Install JTS for Solr. The appropriate version varies with the Spatial4j version. As of DSE 4.5.2, the appropriate version is 1.13.
cd $DSE_HOME/resources/solr/lib
curl -O 'http://central.maven.org/maven2/com/vividsolutions/jts/1.13/jts-1.13.jar'
Start DSE Cassandra and Solr in a single background daemon:
# The "dse-data" path below was chosen to match the
# "Installing DataStax Enterprise using the binary tarball"
# documentation page from DataStax. The exact path is not
# significant.
dse cassandra -s -Ddse.solr.data.dir="$DSE_HOME"/dse-data/solr
The previous command will write some startup information to the console
and to the logfile path log4j.appender.R.File
configured in
$DSE_HOME/resources/cassandra/conf/log4j-server.properties
.
Once DSE with Cassandra and Solr has started normally, check the cluster
health with nodetool status
. A single-instance ring should show one
node with flags *U*p and *N*ormal:
nodetool status
Note: Ownership information does not include topology; for complete information, specify a keyspace
= Datacenter: Solr
Status=Up/Down
|/ State=Normal/Leaving/Joining/Moving
-- Address Load Owns Host ID Token Rack
UN 127.0.0.1 99.89 KB 100.0% 5484ef7b-ebce-4560-80f0-cbdcd9e9f496 -7317038863489909889 rack1
Next, switch to Gremlin Console and open a JanusGraph database against the DSE instance. This will create JanusGraph’s keyspace and column families.
cd $JANUSGRAPH_HOME
bin/gremlin.sh
\,,,/
(o o)
-----oOOo-(3)-oOOo-----
gremlin> graph = JanusGraphFactory.open('conf/janusgraph-cql-solr.properties')

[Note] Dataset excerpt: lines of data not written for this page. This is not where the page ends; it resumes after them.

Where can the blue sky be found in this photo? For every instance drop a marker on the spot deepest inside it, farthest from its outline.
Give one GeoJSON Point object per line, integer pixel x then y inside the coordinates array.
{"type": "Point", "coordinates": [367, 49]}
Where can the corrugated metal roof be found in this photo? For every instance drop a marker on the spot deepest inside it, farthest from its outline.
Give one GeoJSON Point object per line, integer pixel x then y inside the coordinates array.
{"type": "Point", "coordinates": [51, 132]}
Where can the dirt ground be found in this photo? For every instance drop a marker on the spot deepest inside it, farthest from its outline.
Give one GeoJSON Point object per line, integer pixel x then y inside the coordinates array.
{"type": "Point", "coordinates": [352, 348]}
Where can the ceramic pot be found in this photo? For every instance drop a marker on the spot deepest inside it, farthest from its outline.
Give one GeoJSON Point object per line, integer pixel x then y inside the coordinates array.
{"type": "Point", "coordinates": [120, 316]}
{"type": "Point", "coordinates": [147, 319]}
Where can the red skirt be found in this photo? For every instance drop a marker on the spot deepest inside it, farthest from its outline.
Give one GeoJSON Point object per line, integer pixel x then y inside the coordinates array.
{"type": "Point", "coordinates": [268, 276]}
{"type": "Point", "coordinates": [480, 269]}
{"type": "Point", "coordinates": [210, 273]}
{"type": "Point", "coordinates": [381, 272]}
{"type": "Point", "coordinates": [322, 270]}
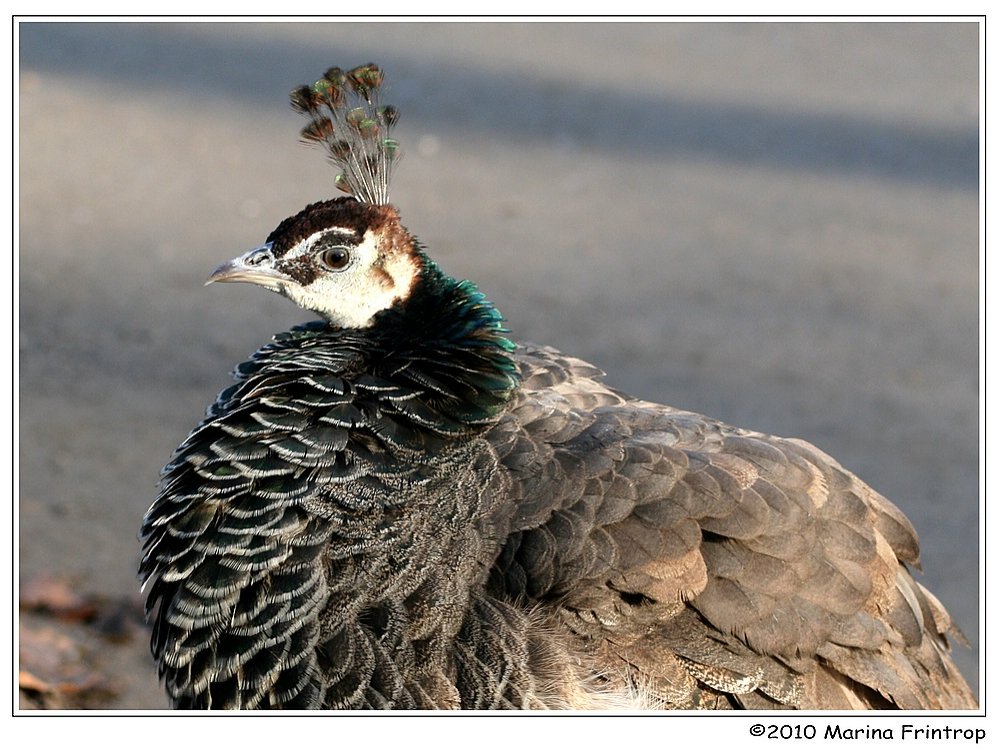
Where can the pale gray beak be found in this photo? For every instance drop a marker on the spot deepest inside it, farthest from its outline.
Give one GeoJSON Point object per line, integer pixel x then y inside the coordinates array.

==>janusgraph[cql:[127.0.0.1]]
gremlin> g = graph.traversal()
==>graphtraversalsource[janusgraph[cql:[127.0.0.1]], standard]
gremlin>
Keep this Gremlin Console open. We’ll take a break now to install a Solr core. Then we’ll come back to this console to load some sample data.
Next, upload configuration files for JanusGraph’s Solr collection, then create the core in DSE:
# Change to the directory where JanusGraph was extracted. Later commands
# use relative paths to the Solr config files shipped with the JanusGraph
# distribution.
cd $JANUSGRAPH_HOME
# The name must be URL safe and should contain one dot/full-stop
# character. The part of the name after the dot must not conflict with
# any of JanusGraph's internal CF names. Starting the part after the dot
# "solr" will avoid a conflict with JanusGraph's internal CF names.
CORE_NAME=janusgraph.solr1
# Where to upload collection configuration and send CoreAdmin requests.
SOLR_HOST=localhost:8983
# The value of index.[X].solr.http-urls in JanusGraph's config file
# should match $SOLR_HOST and $CORE_NAME. For example, given the
# $CORE_NAME and $SOLR_HOST values above, JanusGraph's config file would
# contain (assuming "search" is the desired index alias):
#
# index.search.solr.http-urls=http://localhost:8983/solr/janusgraph.solr1
#
# The stock JanusGraph config file conf/janusgraph-cql-solr.properties
# ships with this http-urls value.
# Upload Solr config files to DSE Search daemon
for xml in conf/solr/{solrconfig, schema, elevate}.xml ; do
curl -v http://"$SOLR_HOST"/solr/resource/"$CORE_NAME/$xml" \
--data-binary @"$xml" -H 'Content-type:text/xml; charset=utf-8'
done
for txt in conf/solr/{protwords, stopwords, synonyms}.txt ; do
curl -v http://"$SOLR_HOST"/solr/resource/"$CORE_NAME/$txt" \
--data-binary @"$txt" -H 'Content-type:text/plain; charset=utf-8'
done
sleep 5
# Create core using the Solr config files just uploaded above
curl "http://"$SOLR_HOST"/solr/admin/cores?action=CREATE&name=$CORE_NAME"
sleep 5
# Retrieve and print the status of the core we just created
curl "http://localhost:8983/solr/admin/cores?action=STATUS&core=$CORE_NAME"
Now the JanusGraph database and backing Solr core are ready for use. We can test it out with the Graph of the Gods dataset. Picking up the Gremlin Console session started above:
// Assuming graph = JanusGraphFactory.open('conf/janusgraph-cql-solr.properties')...
gremlin> GraphOfTheGodsFactory.load(graph)
==>null
Now we can run any of the queries described in Getting started.
Queries involving text and geo predicates will be served by Solr. For
more verbose reporting from JanusGraph and the Solr client, run
gremlin.sh -l DEBUG
and issue some index-backed queries.